8 2C8Z X-RAY DIFFRACTION 2.14 Thrombin C2A 1-(3-CHLOROPHENYL)METHANAMINE
9 2C8Y X-RAY DIFFRACTION 2.20 Thrombin C3M N-[(2R,3S)-3-AMINO-2-HYDROXY-4-PHENYLBUTYL]NAP...
10 2C90 X-RAY DIFFRACTION 2.25 Thrombin C1M 1-(4-CHLOROPHENYL)-1H-TETRAZOLE

However, if you want to keep retain the sorting, you can add inplace = True to the command.
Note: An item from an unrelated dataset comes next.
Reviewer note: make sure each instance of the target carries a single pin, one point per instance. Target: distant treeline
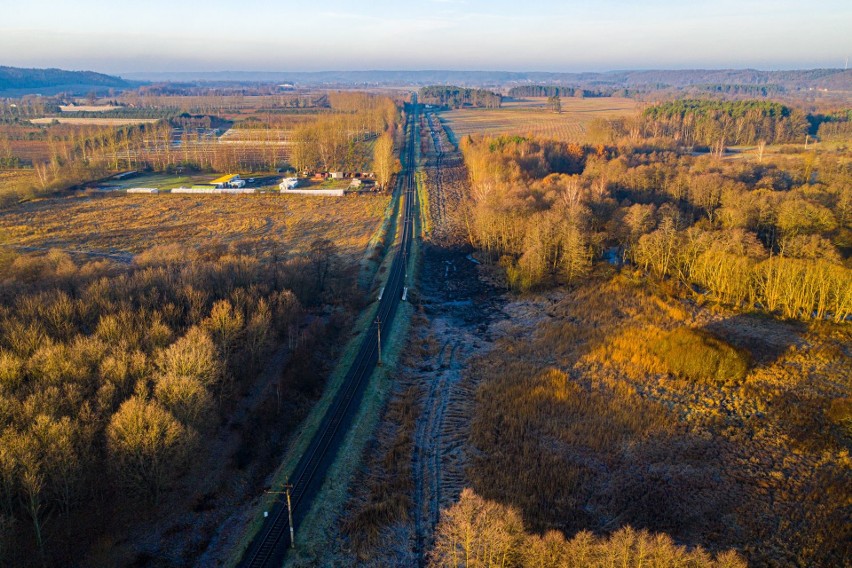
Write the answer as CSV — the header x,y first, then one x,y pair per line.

thrombin_df.sort_values('Resolution', inplace = True)
thrombin_df
PDB ID Method Resolution Structure Ligand ID Ligand name
4 3SI4 X-RAY DIFFRACTION 1.27 Human Thrombin B04 D-phenylalanyl-N-[(1-methylpyridinium-2-yl)met...
5 3SV2 X-RAY DIFFRACTION 1.30 Human Thrombin P05 D-phenylalanyl-N-(pyridin-4-ylmethyl)-L-prolin...
1 3P17 X-RAY DIFFRACTION 1.43 Thrombin 99P D-phenylalanyl-N-(pyridin-3-ylmethyl)-L-prolin...
3 3SI3 X-RAY DIFFRACTION 1.55 Human Thrombin B03 D-phenylalanyl-N-(pyridin-2-ylmethyl)-L-prolin...
2 2ZNK X-RAY DIFFRACTION 1.80 Thrombin 31U D-leucyl-N-(4-carbamimidoylbenzyl)-L-prolinamide
0 3SHC X-RAY DIFFRACTION 1.90 Human Thrombin B01 D-phenylalanyl-N-[(4-chloropyridin-2-yl)methyl...
8 2C8Z X-RAY DIFFRACTION 2.14 Thrombin C2A 1-(3-CHLOROPHENYL)METHANAMINE
9 2C8Y X-RAY DIFFRACTION 2.20 Thrombin C3M N-[(2R,3S)-3-AMINO-2-HYDROXY-4-PHENYLBUTYL]NAP...
10 2C90 X-RAY DIFFRACTION 2.25 Thrombin C1M 1-(4-CHLOROPHENYL)-1H-TETRAZOLE
7 1UVT X-RAY DIFFRACTION 2.50 Bovine Thrombin I48 N-{3-METHYL-5-[2-(PYRIDIN-4-YLAMINO)-ETHOXY]-P...
6 1UVU X-RAY DIFFRACTION 2.80 Bovine Thrombin DCH 3-(7-DIAMINOMETHYL-NAPHTHALEN-2-YL)-PROPIONIC ...

Exercise

The enzyme kinetics data from the introduction can be found in the file `enzyme_kinetics.csv` in the data directory. The only problem is that the substrate concentrations are out of order. This is how it looks in Excel:

Enzyme Kinetics

Create a dataframe from that file and use pandas functions to place the data in ascending substrate concentrations, then print the velocity at a substrate concentration of 20 micromolar. As a biochemist, you probably want to plot and analyze these data to find the Km and Vmax. We’ll get to that in a bit. The goal right now is to just have a little fun with pandas.